Entonces llegó el turno de Daniel. El protagonista del chiste improvisado se llamaba Damián, y la acción se ubicaba no en Sevilla, sino en Madrid, donde se había llevado a cabo una feria artificial inspirada en la local. La historia era ficticia, pero logró que David se pusiera rojo como un semáforo, aunque, al estar en el otro extremo de la mesa, pasó desapercibido para el resto. Damián era un personaje de sombras y luces, y para las primeras Daniel se había inspirado en su antiguo compañero de la universidad. La gente estaba expectante, pues la historia tenía verdadera intriga, hasta que el camarero apareció («¿Quieren algo de postre?») y dinamitó la experiencia. El camarero anotó un trozo de tarta de chocolate, otro de queso y una última especialidad de la casa, y Daniel prosiguió y, tras un par de minutos, terminó la historia. Se rieron todos, todos, menos David, y las muchachas que antes miraban a este dijeron que menudo idiota el tal Damián.
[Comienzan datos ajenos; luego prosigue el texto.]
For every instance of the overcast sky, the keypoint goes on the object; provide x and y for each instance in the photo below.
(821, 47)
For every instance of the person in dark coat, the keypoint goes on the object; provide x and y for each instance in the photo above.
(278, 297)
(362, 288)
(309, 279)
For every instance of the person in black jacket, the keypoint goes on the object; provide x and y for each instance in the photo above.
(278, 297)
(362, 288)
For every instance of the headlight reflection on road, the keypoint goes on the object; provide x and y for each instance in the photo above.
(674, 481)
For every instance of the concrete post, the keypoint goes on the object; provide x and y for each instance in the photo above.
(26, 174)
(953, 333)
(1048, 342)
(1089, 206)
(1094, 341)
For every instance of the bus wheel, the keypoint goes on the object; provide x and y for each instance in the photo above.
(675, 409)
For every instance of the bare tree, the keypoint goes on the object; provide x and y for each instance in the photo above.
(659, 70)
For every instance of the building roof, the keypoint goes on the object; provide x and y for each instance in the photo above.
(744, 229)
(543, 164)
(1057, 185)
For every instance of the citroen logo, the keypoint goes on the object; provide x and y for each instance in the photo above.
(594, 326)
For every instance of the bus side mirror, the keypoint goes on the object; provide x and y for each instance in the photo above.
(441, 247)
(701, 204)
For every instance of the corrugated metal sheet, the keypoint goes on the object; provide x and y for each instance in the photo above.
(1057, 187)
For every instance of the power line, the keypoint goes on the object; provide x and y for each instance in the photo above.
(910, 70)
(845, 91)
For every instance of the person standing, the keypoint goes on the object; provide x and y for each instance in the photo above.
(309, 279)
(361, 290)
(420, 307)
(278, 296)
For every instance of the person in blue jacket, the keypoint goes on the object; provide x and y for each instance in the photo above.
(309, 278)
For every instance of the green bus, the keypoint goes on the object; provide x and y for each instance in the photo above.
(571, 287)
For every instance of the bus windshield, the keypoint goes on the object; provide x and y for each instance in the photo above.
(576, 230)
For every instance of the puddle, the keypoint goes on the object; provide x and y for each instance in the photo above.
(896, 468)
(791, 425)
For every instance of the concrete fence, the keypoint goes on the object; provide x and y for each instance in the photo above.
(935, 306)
David miró con fijeza a Daniel y, cuando Daniel lo encontró en la mirada, se reajustó con delicadeza las gafas, y sus ojos de pronto se ensancharon. El camarero llegó con los postres. Daniel se hizo con su tarta de queso, que le supo como cuando el viento airea el cabello con tanto refinamiento que acaba por aliviar, casi definitivamente, las tormentas de la cabeza.